What do you call a law that prioritizes the economic well-being of Israel over the free speech rights of individual Americans? Is it a “loyalty oath,” as Glenn Greenwald referred to it? Is it a pledge of allegiance? You can debate whether those phrases are appropriate. But to many observers, it clearly comes close enough. As Batya Ungar-Sargon, opinion editor at the Forward, wrote in December:
Texas’s anti-BDS bill doesn’t only impinge on the free speech rights of a U.S. citizen in a bizarre attempt to “stand with Israel;” it turns every potential contractor with the state of Texas into a literalization of the anti-Semitic canard of dual loyalty. Texas citizens are now literally more loyal to Israel than they are to the U.S., insofar as they may say and do things to their own country that they may not engage in vis-à-vis Israel.

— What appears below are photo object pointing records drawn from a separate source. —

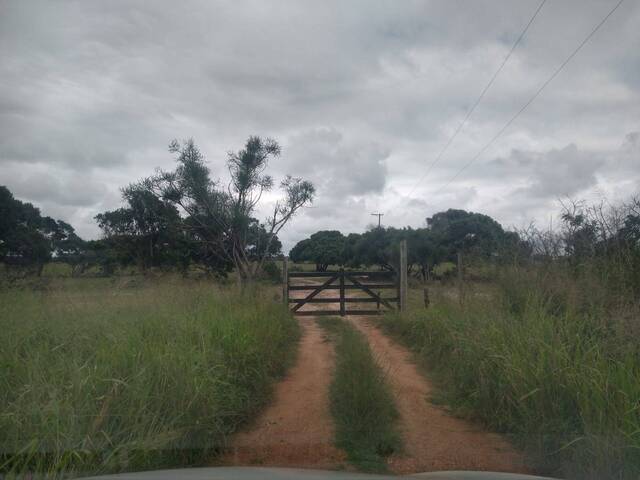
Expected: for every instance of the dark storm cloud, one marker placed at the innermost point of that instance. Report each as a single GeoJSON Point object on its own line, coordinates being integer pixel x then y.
{"type": "Point", "coordinates": [361, 95]}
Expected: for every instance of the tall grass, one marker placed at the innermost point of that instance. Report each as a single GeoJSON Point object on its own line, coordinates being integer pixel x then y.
{"type": "Point", "coordinates": [361, 400]}
{"type": "Point", "coordinates": [98, 375]}
{"type": "Point", "coordinates": [548, 359]}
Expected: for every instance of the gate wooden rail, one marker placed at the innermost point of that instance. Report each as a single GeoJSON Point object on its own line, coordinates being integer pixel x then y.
{"type": "Point", "coordinates": [370, 283]}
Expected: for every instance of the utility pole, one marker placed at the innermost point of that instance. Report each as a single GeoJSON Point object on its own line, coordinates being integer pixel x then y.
{"type": "Point", "coordinates": [379, 215]}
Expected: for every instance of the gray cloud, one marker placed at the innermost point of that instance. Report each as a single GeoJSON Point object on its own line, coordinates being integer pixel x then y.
{"type": "Point", "coordinates": [361, 95]}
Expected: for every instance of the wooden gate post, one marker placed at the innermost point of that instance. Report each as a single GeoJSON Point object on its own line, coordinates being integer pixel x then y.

Finally, some members of Congress who have bristled at Omar’s comments are busy tweeting out messages that seem to prove her point. Take this chestnut from a fellow Democrat:
I think Omar gets a lot of the dynamics of the U.S.-Israeli relationship very wrong. American politicians don’t only support Israel because of AIPAC’s donor network or Sheldon Adelson’s billions. The political muscle of Christian Zionists, geopolitical concerns, and, yes, the votes of a dwindling group of Israel-friendly Jews factor in too. Meanwhile, the Iran deal itself shows that even if some Democrats seem like they support Israel unconditionally, they will break with the country’s leaders on major issues (Pelosi called it a “diplomatic masterpiece” at the time). It’s clear that you can be a Democratic member of the House without “pledging allegiance” to any foreign country.

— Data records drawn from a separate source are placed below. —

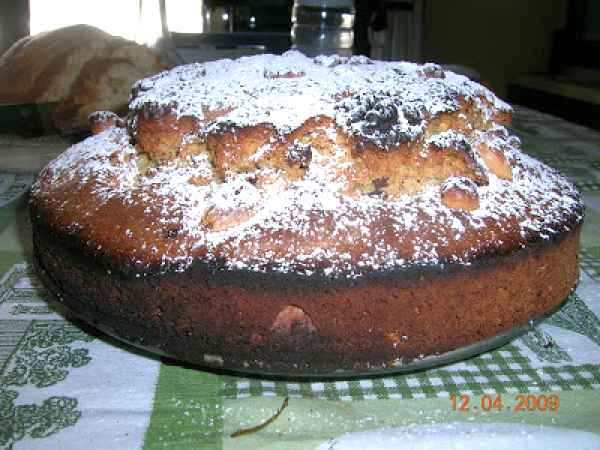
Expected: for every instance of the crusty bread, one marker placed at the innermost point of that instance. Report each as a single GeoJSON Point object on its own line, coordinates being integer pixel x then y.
{"type": "Point", "coordinates": [82, 68]}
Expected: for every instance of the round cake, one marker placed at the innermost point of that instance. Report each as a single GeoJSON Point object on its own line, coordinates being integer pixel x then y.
{"type": "Point", "coordinates": [290, 215]}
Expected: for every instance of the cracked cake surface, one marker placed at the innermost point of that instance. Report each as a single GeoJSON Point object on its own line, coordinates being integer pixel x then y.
{"type": "Point", "coordinates": [288, 215]}
{"type": "Point", "coordinates": [339, 165]}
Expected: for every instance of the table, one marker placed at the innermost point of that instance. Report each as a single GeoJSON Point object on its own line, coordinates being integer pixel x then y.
{"type": "Point", "coordinates": [63, 385]}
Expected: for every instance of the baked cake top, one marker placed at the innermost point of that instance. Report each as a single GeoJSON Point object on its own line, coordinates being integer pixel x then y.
{"type": "Point", "coordinates": [339, 166]}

But Omar’s not wrong to highlight just how difficult it is to question the U.S.-Israel relationship, and to want that to change. “It’s almost as every single time we say something,” she said moments before her allegiance remark, “our advocacy about ending oppression, or the freeing of every human life and wanting dignity, we get [labeled] something and that ends the discussion. Because we end up defending that, and nobody ever gets to have the proper debate about what is happening with Palestine.” While her approach has been somewhat counterproductive for the Jewish American left-wing activists who are more emboldened than ever to speak out about what is happening with Palestine, her willingness to throw herself into a highly fraught political issue and not back down is admirable. If Israel’s most devoted U.S. backers are really so concerned over dual loyalty smears, maybe they should think more carefully about how they’re encouraging them.
Correction, March 5, 2019: This piece originally misspelled the name of an ethnic group being persecuted by China. The group is known as the Uighurs, not as the Uighers.